A Pathway to the Brain?
Mouse models expressing human ACE2 display infections in the brain. Source: Sun, S., Et al. (2020). A Mouse Model of SARS-CoV-2 Infection and Pathogenesis. Cell Host & Microbe, 28(1) 124-133.e4. doi: 10.1016/j.chom.2020.05.020
Still, scientists think that continuing to study what’s happening in the nose might yield clues to whether the virus can enter the brain and what kind of damage it might do there.
“It's sort of a window into the brain because it’s something you can relatively easily access,” says Marco Hefti, a neuropathologist at The University of Iowa in Iowa City. The nose can also be a pathway into the brain for viruses, he says. It’s not clear if in rare cases, SARS-CoV-2 might be able to hop from the nose to the brain as scientists believe happens in other viruses, like chikungunya, polio and other human coronaviruses, which don’t target ACE2. In one study SARS-CoV-2 nasal exposure led to infection in the brain in a mouse model expressing human ACE2 where mouse Ace2 is normally present. But little evidence exists for this happening in humans.

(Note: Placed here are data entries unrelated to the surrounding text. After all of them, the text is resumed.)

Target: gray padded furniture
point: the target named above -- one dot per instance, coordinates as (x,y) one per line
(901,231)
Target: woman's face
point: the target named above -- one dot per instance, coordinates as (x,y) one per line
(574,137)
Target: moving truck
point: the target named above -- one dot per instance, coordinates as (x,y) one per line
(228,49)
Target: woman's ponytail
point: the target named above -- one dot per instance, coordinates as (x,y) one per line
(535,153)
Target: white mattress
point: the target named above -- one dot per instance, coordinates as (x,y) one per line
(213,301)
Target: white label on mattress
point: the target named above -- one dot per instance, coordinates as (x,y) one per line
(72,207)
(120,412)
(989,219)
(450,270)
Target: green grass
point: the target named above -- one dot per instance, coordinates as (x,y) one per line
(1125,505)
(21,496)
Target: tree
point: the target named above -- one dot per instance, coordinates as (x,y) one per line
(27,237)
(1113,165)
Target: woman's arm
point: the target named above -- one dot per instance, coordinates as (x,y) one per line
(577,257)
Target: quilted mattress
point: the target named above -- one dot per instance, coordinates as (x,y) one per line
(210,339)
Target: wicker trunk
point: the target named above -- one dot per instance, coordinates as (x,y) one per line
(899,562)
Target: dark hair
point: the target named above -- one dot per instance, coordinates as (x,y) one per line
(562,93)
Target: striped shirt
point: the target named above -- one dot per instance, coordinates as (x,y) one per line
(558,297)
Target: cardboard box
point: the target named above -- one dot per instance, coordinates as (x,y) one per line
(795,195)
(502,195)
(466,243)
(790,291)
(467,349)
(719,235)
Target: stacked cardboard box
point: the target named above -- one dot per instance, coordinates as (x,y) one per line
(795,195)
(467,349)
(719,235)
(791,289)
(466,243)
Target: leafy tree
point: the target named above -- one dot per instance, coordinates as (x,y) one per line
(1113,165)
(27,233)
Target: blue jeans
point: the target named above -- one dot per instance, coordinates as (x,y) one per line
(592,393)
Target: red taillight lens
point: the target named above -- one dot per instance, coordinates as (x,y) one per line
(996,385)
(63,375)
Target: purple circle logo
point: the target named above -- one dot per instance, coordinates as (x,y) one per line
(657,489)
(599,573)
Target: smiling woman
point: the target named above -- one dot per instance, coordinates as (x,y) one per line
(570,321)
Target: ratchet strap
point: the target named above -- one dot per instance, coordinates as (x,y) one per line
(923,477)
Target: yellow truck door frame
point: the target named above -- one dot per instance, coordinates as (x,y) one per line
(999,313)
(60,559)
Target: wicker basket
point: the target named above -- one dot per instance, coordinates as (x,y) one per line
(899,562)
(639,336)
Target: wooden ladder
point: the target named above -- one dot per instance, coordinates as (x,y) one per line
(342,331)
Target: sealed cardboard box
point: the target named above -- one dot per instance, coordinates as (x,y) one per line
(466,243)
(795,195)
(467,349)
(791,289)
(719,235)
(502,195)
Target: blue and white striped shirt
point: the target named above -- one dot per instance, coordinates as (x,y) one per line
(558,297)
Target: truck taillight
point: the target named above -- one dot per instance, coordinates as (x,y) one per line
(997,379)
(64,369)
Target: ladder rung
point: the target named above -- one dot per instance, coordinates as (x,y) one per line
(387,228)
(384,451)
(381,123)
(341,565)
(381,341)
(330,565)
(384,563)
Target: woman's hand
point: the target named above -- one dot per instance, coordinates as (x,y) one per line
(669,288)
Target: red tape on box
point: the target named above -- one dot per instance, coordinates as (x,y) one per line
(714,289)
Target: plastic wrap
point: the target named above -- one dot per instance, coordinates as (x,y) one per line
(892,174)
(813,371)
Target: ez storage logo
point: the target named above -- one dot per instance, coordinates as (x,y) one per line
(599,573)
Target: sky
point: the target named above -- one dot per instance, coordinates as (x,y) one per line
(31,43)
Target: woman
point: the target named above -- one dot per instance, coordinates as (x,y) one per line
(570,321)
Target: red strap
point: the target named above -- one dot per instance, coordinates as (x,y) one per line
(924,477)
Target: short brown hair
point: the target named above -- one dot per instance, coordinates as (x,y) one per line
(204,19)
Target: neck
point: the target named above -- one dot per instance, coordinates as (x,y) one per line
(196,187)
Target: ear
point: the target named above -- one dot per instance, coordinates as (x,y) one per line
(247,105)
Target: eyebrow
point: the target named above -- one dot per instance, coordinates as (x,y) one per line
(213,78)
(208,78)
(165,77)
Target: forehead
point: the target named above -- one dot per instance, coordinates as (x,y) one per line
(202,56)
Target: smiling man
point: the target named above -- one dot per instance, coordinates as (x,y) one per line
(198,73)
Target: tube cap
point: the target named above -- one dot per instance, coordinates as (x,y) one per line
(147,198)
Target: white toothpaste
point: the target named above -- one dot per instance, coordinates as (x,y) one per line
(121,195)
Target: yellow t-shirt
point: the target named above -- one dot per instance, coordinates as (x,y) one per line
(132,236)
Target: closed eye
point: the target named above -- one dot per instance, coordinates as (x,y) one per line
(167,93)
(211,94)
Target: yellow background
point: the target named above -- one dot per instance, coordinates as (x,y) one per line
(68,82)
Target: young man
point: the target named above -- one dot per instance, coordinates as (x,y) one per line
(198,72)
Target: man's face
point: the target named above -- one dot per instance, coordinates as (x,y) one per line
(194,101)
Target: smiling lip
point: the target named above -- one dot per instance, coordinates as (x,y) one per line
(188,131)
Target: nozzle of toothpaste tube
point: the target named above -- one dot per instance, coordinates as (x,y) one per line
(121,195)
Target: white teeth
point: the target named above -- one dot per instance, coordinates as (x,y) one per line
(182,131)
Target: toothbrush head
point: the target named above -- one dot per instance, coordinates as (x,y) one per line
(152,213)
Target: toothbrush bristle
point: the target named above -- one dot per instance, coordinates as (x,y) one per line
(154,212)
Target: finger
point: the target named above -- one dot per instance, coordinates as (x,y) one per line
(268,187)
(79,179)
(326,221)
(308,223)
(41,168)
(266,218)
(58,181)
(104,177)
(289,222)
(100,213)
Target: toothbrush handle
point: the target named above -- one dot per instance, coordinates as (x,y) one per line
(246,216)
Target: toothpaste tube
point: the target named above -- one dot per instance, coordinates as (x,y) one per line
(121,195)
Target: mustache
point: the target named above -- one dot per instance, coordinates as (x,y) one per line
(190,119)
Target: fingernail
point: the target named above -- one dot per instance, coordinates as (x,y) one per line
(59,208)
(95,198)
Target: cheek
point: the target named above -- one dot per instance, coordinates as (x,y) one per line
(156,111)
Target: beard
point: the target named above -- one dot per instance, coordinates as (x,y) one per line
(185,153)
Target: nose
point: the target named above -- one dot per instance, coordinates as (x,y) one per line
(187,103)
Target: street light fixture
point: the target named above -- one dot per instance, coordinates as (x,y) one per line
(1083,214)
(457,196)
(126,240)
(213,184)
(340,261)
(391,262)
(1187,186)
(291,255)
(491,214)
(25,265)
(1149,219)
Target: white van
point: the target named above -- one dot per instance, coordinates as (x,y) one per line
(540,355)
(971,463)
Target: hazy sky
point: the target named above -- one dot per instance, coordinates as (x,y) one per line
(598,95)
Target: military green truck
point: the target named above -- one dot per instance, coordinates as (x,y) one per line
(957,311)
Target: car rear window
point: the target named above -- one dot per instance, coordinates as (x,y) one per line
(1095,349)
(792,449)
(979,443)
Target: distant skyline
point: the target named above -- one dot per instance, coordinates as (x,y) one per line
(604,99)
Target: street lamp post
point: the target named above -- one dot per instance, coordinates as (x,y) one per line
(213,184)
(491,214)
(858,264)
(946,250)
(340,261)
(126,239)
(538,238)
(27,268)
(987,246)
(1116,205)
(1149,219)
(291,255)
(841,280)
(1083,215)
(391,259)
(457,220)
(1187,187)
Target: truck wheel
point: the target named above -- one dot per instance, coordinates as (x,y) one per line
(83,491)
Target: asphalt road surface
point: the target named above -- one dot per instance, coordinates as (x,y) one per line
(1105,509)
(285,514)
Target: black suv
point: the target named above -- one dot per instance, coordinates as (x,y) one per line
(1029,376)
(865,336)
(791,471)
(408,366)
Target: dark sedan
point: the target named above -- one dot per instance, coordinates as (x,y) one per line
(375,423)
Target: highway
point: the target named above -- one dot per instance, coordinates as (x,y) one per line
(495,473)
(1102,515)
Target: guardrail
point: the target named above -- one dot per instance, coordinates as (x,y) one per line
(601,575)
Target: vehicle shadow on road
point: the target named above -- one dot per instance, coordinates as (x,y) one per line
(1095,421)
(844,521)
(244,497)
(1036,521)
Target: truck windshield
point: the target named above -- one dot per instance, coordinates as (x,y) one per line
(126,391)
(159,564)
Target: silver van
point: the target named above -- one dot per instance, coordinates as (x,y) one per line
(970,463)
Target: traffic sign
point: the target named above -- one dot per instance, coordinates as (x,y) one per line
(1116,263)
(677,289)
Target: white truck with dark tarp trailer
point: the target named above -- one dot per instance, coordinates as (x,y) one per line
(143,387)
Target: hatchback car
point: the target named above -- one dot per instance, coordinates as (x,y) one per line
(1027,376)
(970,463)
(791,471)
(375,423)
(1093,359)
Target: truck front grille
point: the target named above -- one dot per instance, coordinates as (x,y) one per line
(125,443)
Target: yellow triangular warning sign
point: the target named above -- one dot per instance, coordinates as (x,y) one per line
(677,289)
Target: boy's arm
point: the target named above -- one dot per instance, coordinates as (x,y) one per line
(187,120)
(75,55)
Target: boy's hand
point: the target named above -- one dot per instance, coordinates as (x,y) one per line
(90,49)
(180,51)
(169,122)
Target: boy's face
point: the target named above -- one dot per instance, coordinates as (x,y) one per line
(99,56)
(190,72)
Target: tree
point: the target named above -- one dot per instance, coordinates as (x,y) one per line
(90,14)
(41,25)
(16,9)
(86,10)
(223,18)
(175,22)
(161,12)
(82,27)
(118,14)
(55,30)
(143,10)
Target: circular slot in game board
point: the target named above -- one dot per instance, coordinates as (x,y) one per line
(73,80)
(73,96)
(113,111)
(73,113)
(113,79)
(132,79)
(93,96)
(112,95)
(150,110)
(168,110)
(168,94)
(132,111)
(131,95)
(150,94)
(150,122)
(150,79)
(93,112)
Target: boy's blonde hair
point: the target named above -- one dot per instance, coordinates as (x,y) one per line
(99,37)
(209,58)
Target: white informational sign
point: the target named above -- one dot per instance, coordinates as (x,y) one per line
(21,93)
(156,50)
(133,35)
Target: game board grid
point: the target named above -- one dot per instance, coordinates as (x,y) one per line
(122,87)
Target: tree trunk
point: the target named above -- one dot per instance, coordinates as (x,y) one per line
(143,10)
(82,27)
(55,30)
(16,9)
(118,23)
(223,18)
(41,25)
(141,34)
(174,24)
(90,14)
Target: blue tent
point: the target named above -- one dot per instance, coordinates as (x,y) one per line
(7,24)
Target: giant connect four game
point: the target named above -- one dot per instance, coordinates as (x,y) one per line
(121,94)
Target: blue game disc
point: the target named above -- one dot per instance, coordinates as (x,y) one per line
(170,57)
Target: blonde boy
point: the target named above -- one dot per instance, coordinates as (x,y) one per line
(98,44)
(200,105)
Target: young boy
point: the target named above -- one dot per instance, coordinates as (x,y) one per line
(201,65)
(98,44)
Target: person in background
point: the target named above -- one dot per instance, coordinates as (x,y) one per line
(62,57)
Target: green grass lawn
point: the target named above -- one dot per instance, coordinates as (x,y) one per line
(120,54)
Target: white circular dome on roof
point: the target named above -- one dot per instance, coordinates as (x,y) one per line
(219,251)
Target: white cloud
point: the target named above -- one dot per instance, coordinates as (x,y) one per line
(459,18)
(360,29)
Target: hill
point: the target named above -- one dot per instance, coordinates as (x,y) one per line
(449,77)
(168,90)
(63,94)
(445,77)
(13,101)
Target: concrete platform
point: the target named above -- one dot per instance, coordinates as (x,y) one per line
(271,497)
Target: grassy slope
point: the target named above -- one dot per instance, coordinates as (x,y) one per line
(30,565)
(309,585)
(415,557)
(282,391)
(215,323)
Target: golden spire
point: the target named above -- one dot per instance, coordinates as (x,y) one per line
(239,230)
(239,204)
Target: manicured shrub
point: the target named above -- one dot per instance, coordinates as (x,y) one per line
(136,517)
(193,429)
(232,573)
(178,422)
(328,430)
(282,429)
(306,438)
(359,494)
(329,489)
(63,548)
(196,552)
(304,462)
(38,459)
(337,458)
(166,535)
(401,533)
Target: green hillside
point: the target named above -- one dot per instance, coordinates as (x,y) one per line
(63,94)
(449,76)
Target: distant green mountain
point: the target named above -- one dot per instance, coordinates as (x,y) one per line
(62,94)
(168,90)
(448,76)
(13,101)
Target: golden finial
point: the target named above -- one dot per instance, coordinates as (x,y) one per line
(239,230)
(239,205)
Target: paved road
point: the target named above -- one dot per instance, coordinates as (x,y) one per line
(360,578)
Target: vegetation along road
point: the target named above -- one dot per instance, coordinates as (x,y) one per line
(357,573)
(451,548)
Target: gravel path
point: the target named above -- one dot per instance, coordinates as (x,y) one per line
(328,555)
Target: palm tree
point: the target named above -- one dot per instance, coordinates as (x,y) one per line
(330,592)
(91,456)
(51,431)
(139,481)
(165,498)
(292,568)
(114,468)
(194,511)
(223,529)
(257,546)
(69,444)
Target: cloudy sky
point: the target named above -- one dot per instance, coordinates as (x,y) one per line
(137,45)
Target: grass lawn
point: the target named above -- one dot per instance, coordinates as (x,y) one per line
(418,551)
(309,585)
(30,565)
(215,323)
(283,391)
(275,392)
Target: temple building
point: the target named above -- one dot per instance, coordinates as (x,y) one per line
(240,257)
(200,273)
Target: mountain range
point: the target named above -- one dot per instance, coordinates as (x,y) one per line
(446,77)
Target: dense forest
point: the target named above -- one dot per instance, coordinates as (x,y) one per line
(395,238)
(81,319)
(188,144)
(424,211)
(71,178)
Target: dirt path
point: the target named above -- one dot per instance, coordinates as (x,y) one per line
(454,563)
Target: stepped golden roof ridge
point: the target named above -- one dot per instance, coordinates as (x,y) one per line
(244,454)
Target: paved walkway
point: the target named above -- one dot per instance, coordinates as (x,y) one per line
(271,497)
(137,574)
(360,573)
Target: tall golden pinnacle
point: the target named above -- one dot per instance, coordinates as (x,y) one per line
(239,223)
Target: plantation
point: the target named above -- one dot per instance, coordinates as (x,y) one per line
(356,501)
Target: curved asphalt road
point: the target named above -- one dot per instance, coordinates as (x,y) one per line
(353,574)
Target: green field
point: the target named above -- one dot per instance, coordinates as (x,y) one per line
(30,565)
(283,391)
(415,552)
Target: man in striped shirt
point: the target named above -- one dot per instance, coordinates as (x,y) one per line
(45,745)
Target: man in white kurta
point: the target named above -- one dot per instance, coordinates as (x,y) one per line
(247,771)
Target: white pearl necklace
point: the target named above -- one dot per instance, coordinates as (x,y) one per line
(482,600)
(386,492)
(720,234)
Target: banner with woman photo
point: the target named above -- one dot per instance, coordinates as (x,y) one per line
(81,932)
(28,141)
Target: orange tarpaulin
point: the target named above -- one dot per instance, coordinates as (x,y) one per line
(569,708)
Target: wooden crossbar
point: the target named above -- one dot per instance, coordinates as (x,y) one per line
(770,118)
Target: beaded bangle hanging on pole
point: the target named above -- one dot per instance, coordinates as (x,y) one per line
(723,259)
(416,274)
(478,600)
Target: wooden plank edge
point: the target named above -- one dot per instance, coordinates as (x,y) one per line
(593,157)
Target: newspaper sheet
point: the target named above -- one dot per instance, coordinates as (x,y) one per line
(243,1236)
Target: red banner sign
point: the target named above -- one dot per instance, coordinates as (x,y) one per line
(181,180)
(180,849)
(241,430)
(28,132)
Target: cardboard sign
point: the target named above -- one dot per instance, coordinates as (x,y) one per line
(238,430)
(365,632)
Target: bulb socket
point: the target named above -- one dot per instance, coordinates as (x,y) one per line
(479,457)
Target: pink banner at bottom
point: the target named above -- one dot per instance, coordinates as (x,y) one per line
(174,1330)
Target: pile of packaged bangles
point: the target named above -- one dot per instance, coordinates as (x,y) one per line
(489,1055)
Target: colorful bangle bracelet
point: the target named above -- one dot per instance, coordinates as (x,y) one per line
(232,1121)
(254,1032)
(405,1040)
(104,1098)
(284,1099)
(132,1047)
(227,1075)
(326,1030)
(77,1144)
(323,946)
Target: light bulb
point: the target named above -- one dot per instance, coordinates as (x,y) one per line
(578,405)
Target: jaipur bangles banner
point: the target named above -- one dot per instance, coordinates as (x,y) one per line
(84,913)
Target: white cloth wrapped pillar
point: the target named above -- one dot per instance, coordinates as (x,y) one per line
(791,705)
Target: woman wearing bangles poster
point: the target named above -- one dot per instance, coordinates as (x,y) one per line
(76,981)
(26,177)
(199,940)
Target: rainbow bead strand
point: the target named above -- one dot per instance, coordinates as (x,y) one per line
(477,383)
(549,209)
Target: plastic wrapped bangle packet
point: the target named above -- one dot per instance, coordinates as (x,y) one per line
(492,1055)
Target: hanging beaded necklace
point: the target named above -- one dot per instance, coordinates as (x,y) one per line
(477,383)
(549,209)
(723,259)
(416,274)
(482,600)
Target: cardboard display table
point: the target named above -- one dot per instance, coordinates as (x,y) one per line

Whatever the cause of smell symptoms may be, Parma expects that we may start seeing more people who lose smell permanently, a condition she considers underappreciated in its ability to disrupt normal life. Though we go through much of our life barely aware of our sense of smell, losing it can completely throw off our sense of wellbeing, Parma says. Inability to smell is linked to higher rates of anxiety and depression and can leave people feeling unable to enjoy day-to-day experiences as fully as they once did.
“Food is bland — it feels like you’re eating cardboard; you cannot enjoy the smell of flowers; you cannot enjoy the smell of baked cookies; you cannot enjoy the smell of the people you love,” says Parma, who urges experts to be aware and prepared for the potential need to step up support for such patients through focused research and health care. “Potentially after COVID we'll have a lot of more people [going through this] than we had before.”